SCOTUSblog By Amy Howe 2/13/2026
The Supreme Court will hear oral arguments on April 1 in the challenge to President Donald Trump’s executive order seeking to end the guarantee of citizenship to virtually everyone born in the United States. Like another high-profile case argued earlier this term, involving the challenge to Trump’s tariffs, the dispute has thus far garnered a large number of amicus or “friend of the court” briefs – 18 in support of the Trump administration and one that, although theoretically in support of neither side, tends to favor the administration.
I highlight some of the arguments made in the briefs supporting the Trump administration below. When the “friend of the court” briefs supporting the challengers are all filed later this month, I will discuss those in a separate story.
Several briefs focus on echoing or adding to the Trump administration’s arguments on the text of the Constitution.The 14th Amendment provides that “[a]ll persons born … in the United States, and subject to the jurisdiction thereof, are citizens of the United States and of the State wherein they reside.” The Trump administration’s argument centers on the idea that to obtain citizenship at birth, you must be “subject to the jurisdiction of the United States,” which in turn means that you must be “completely subject” to this country’s “political jurisdiction,” “owing it ‘direct and immediate allegiance.’” The children of noncitizens who live only temporarily in the United States, the federal government contends, “owe primary allegiance to their parents’ home countries, not the United States” and therefore are not covered by the 14th Amendment’s citizenship clause.

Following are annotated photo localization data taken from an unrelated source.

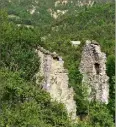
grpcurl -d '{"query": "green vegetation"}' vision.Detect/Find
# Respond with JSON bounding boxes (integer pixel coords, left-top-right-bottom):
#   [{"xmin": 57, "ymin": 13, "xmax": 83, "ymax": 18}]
[
  {"xmin": 0, "ymin": 0, "xmax": 114, "ymax": 126},
  {"xmin": 0, "ymin": 69, "xmax": 71, "ymax": 127},
  {"xmin": 0, "ymin": 10, "xmax": 72, "ymax": 127}
]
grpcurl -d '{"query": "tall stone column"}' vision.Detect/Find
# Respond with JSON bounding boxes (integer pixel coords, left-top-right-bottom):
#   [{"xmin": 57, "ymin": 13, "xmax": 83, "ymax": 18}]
[
  {"xmin": 79, "ymin": 40, "xmax": 109, "ymax": 104},
  {"xmin": 36, "ymin": 46, "xmax": 77, "ymax": 121}
]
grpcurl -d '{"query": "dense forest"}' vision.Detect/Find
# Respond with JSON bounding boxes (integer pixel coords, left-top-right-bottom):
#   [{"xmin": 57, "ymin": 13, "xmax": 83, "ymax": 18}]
[{"xmin": 0, "ymin": 0, "xmax": 115, "ymax": 127}]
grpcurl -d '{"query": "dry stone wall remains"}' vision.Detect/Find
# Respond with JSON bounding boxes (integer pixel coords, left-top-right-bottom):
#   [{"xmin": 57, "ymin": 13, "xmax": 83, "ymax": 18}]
[
  {"xmin": 79, "ymin": 40, "xmax": 109, "ymax": 104},
  {"xmin": 35, "ymin": 46, "xmax": 77, "ymax": 120}
]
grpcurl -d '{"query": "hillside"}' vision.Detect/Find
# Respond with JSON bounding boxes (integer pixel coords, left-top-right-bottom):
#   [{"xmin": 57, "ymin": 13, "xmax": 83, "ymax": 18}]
[{"xmin": 0, "ymin": 0, "xmax": 115, "ymax": 127}]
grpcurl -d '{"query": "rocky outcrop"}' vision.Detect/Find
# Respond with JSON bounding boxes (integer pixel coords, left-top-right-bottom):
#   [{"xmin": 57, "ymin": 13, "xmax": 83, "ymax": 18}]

Law professor Ilan Wurman offers a closer look at the rule in place in early English and U.S. history. He contends that, contrary to conventional wisdom, birthright citizenship was not universally available but was instead only available to the children of “parents under the sovereign’s protection. In exchange for that protection,” he writes, “the parents owed the sovereign allegiance” – a rule that “is unlikely to have applied” to the children of undocumented immigrants, whose parents would not have been under the sovereign’s protection. And “the leading drafters of the Civil Rights Act and the Fourteenth Amendment,” he says, “appear to have presumed temporary visitors would be excluded” from birthright citizenship because they were not subject to the “complete jurisdiction” of the United States.

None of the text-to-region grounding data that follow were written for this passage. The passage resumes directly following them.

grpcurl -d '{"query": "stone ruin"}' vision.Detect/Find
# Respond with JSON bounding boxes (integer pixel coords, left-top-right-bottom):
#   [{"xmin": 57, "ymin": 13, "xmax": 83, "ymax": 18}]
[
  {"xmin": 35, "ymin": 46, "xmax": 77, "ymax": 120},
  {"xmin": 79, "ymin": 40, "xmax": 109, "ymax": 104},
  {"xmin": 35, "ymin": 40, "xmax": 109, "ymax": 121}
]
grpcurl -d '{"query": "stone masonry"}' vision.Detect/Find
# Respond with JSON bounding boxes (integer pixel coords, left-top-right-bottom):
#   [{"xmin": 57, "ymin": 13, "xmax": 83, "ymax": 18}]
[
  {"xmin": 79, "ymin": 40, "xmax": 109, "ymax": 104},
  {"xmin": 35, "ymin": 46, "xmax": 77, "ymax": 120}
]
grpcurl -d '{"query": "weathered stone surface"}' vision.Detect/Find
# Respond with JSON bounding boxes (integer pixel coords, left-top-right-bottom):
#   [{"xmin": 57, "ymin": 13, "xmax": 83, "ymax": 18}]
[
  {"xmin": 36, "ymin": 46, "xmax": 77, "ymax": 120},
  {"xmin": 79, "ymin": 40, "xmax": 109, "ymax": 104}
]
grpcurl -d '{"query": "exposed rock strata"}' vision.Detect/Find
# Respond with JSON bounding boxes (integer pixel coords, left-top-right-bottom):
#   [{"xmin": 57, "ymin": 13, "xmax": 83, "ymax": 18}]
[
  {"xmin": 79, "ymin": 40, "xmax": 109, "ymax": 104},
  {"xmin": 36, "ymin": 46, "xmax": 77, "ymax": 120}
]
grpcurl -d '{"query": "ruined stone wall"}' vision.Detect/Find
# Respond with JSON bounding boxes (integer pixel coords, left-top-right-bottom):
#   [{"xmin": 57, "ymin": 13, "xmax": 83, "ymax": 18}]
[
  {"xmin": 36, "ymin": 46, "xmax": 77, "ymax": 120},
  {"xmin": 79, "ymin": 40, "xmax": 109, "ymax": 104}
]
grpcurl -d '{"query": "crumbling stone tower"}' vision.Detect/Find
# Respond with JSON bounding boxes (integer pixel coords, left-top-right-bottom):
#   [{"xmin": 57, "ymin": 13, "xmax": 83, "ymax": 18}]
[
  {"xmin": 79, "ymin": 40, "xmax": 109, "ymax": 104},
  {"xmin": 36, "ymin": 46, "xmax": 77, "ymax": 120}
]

Another law professor, Richard Epstein, points to the laws that governed the naturalization of U.S. citizens around the time of the adoption of the 14th Amendment to support the argument that the phrase “subject to the jurisdiction” of the United States does not apply to the children of undocumented immigrants. Under those laws, Epstein contends, someone who wanted to become a naturalized U.S. citizen “had to take an oath renouncing all loyalties to any foreign sovereign”; the children of a naturalized citizen would only then become U.S. citizens as well. “Because ‘subject to the jurisdiction thereof’ excludes individuals born owing allegiance to a foreign country,” Epstein asserts, “the phrase excludes children born to illegal immigrants. Even the most precocious newborn babies cannot renounce foreign ties. Only their parents can. And illegal aliens, by definition, have not done so,” Epstein concludes.